E2743. An Anomalous Renopelvic Connection via Adrenal and Ovarian Anastamoses in the Workup of Lower Pelvic Pain
  1. Brenden Maag; The University of Central Florida
  2. Taylor Wolfe; The University of California Irvine
  3. Roozbeh Houshyar; The University of California Irvine
  4. Simon Long; The University of California Irvine
Atypical anatomy is important to characterize as it influences the approach to clinical and procedural management of disease. Here, we review a case of an anastomosis between the left adrenal vein and peri-uterine venous plexus via left gonadal vein and phrenic vasculature in a 28-year-old female during evaluation for pelvic congestion syndrome. With further developments in angiography and 3D vascular modeling, an expansion of common knowledge regarding anastamotic possibilities is important to characterize and treat these vascular diseases.

Educational Goals / Teaching Points
The educational goals of this are to describe the presentation of pelvic congestion syndrome and May-Thurner syndrome as it relates to complex pelvic anatomy. This educational presentation will overview the common etiology, signs, and symptoms of these pelvic vascular diseases. Additionally, this presentation will describe the variant anatomy that can complicate the presentation of these diseases, and additionally describe anatomic variants that may act to mimic these diseases. The discussion will focus on thorough characterization of the lesions and anastamoses in question as it relates to the timing and approach to therapy. This will include a discussion of the imaging findings, appropriate angiographic technique, and supplemental imaging methods.

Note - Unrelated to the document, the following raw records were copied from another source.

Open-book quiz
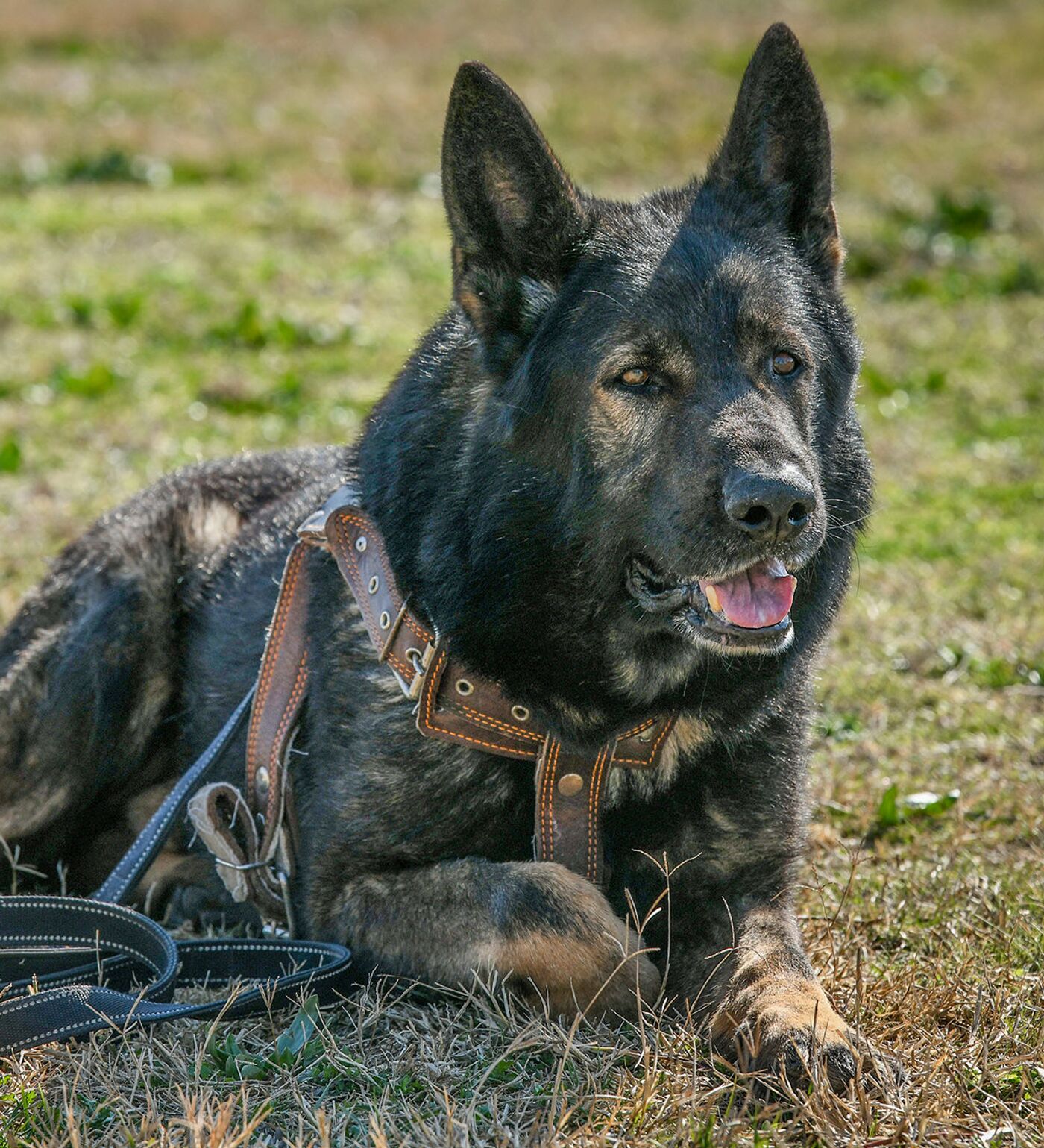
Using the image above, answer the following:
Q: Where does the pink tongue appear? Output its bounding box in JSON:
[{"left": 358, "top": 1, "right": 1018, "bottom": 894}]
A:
[{"left": 703, "top": 562, "right": 797, "bottom": 630}]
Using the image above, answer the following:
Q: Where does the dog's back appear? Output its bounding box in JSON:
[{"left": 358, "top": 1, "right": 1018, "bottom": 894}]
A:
[{"left": 0, "top": 448, "right": 352, "bottom": 906}]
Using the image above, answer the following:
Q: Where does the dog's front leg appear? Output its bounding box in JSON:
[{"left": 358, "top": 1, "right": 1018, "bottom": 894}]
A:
[
  {"left": 680, "top": 901, "right": 903, "bottom": 1092},
  {"left": 315, "top": 858, "right": 660, "bottom": 1016}
]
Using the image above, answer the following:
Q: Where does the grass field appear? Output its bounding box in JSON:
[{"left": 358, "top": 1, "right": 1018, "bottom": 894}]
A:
[{"left": 0, "top": 0, "right": 1044, "bottom": 1148}]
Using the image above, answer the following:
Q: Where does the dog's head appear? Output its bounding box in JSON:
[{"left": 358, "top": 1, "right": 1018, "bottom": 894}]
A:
[{"left": 388, "top": 24, "right": 869, "bottom": 707}]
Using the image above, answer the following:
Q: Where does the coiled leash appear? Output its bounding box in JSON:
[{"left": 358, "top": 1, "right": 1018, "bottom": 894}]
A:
[
  {"left": 0, "top": 486, "right": 675, "bottom": 1053},
  {"left": 0, "top": 688, "right": 354, "bottom": 1054}
]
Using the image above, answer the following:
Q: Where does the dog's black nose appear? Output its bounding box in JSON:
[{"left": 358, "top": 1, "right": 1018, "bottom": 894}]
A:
[{"left": 722, "top": 471, "right": 816, "bottom": 542}]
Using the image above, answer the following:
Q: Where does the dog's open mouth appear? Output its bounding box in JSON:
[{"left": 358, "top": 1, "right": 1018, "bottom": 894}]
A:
[{"left": 628, "top": 558, "right": 797, "bottom": 653}]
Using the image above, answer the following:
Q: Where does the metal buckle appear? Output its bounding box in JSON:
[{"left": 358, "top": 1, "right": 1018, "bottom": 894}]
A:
[{"left": 392, "top": 642, "right": 435, "bottom": 701}]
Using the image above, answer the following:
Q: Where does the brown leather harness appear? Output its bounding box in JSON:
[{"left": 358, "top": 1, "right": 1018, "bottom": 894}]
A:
[{"left": 188, "top": 487, "right": 675, "bottom": 933}]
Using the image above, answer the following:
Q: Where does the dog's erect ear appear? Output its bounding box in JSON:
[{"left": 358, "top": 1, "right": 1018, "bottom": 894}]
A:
[
  {"left": 441, "top": 63, "right": 582, "bottom": 360},
  {"left": 707, "top": 24, "right": 842, "bottom": 283}
]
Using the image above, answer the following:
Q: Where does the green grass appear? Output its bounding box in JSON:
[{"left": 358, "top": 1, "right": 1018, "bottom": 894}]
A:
[{"left": 0, "top": 0, "right": 1044, "bottom": 1146}]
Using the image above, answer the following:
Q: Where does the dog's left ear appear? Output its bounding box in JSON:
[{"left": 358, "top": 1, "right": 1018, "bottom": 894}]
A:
[
  {"left": 705, "top": 24, "right": 842, "bottom": 283},
  {"left": 441, "top": 63, "right": 582, "bottom": 370}
]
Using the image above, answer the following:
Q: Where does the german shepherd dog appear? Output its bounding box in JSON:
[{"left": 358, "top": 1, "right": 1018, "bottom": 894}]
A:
[{"left": 0, "top": 24, "right": 901, "bottom": 1088}]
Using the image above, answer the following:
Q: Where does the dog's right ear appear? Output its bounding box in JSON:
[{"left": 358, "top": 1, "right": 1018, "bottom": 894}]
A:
[{"left": 441, "top": 63, "right": 583, "bottom": 370}]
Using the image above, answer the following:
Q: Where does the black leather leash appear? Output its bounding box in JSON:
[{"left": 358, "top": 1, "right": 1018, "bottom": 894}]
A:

Key Anatomic/Physiologic Issues and Imaging Findings/Techniques
The key anatomic issue presented in this project involves a reno-pelvic anastamosis secondary to May-Thurner syndrome and imaging-confirmed Nutcracker syndrome that developed by way of an anomalous connection between the left adrenal/phrenic vein and ipsilateral ovarian vein. This is demonstrated on imaging findings as an unobstructed pathway between the left renal vein and left pelvic vein by way of the aforementioned anastamosis. An included transvaginal ultrasound shows confirmation of dilated pelvic venous architecture that becomes more conspicuous upon initiation of the Valsalva maneuver. Although pelvic anastamoses to the inferior vena cava and other pelvic vessels have been identified in the literature, to the author's knowledge this is the first recorded example of a collateral anatomic pathway between the pelvic vessels and renal vein by way of adrenal ad ovarian vessels. Magnetic Resonance Imaging (MRI) was additionally obtained which confirmed an overlying right common iliac artery which suggests obstruction of pelvic drainage, likely resulting in the described anastamosis.

Imaging is an important tool that allows clinicians to correlate an underlying disease process with a known clinical syndrome. In the case of this patient, venogram of the abdomen and pelvis characterized an atypical connection between the renal vein and pelvic varices that was difficult to ascertain on MRI. The importance of this finding is that it alters our therapeutic approach to addressing the underlying problem, pelvic pain in the setting of pelvic varices and venous incompetence. It is common practice to supplement unspecific MRI findings with venography; in this case, this step was able to improve diagnosis and direct treatment of the patient’s underlying syndrome.